Some of his colleagues knew his reputation for blunders, and had predicted something like this would happen.
The career of Britain’s most senior counter-terrorism officer, Bob Quick, came to a swift conclusion after he accidentally disclosed classified data by carrying secret documents in a transparent folder as he stepped out a car in Downing Street moments before attending a briefing.
The documents revealed details of an MI5 surveillance operation and, prompted by this embarrassing incdent, the police was obliged to advance plans for raids on target premises in the Midlands.
More than ten Pakistani college students were detained, and are now to be deported because of breaches of the immigration rules, but none are to be charged with terrorist-related offences.
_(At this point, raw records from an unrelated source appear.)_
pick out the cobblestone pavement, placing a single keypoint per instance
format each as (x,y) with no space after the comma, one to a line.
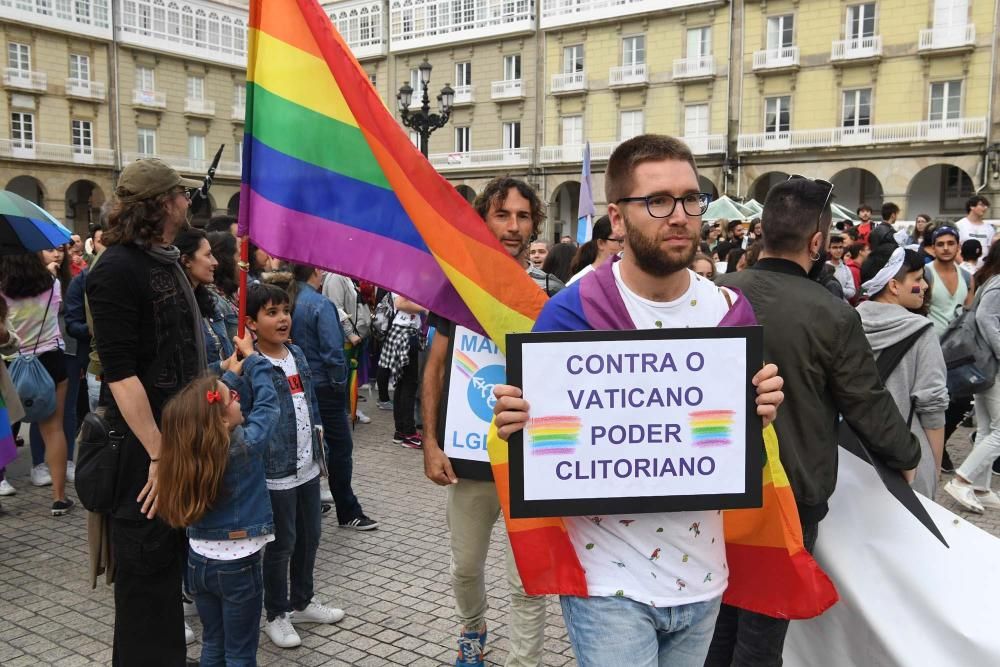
(393,582)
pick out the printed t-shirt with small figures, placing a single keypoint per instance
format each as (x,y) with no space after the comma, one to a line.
(305,467)
(665,559)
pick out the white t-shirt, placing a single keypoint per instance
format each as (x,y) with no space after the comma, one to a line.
(306,468)
(666,559)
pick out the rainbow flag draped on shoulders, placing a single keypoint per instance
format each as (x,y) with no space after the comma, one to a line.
(330,179)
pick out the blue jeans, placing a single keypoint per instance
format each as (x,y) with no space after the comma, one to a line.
(292,555)
(619,632)
(339,450)
(228,594)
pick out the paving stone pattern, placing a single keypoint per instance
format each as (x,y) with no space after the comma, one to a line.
(393,582)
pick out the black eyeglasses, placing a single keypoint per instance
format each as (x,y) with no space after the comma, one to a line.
(661,206)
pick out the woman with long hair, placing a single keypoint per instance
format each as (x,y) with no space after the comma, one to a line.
(971,484)
(33,298)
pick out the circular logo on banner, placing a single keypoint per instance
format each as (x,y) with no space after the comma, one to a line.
(481,398)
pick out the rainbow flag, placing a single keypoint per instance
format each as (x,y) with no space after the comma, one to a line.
(330,179)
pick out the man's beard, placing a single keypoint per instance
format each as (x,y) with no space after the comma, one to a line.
(651,259)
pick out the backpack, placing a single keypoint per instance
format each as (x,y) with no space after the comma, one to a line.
(972,367)
(385,313)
This episode led, quite properly, to Quick’s swift resignation, as was inevitable when the only person willing to defend his behaviour publicly was the discredited former London mayor, Ken Livingston.
Some of his colleagues knew his reputation for blunders, and had predicted something like this would happen. It will be recalled that Quick had been the police officer responsible for the heavy-handed investigation of Home Office leaks to Damian Green, the Tory front-bench critic of dubious official immigration statistics and the government’s habit of massaging them.
Astonishingly, Green himself was arrested and his House of Commons office was searched in an unprecedented abuse of Parliamentary convention.
When the Mail on Sunday later revealed that Quick’s wife had been running a minicab business from their home, the police officer made some slightly disparaging remarks about the Tories which suggested he had not fully grasped the principle that public servants should keep their political opinions to themselves.
So has the public been served well by Bob Quick? He would probably argue that he was misled by Downing Street into conducting a top-level leak enquiry after having been told that national security was involved.
In reality, of course, the only issue at stake was the government’s manipulation of official statistics, none of it impinging on the country’s security.
Precisely what he was told by Downing Street will doubtless emerge as more outraged MPs pursue the Cabinet Secretary, Sir Gus O’Donnell for answers that could put another career in jeopardy.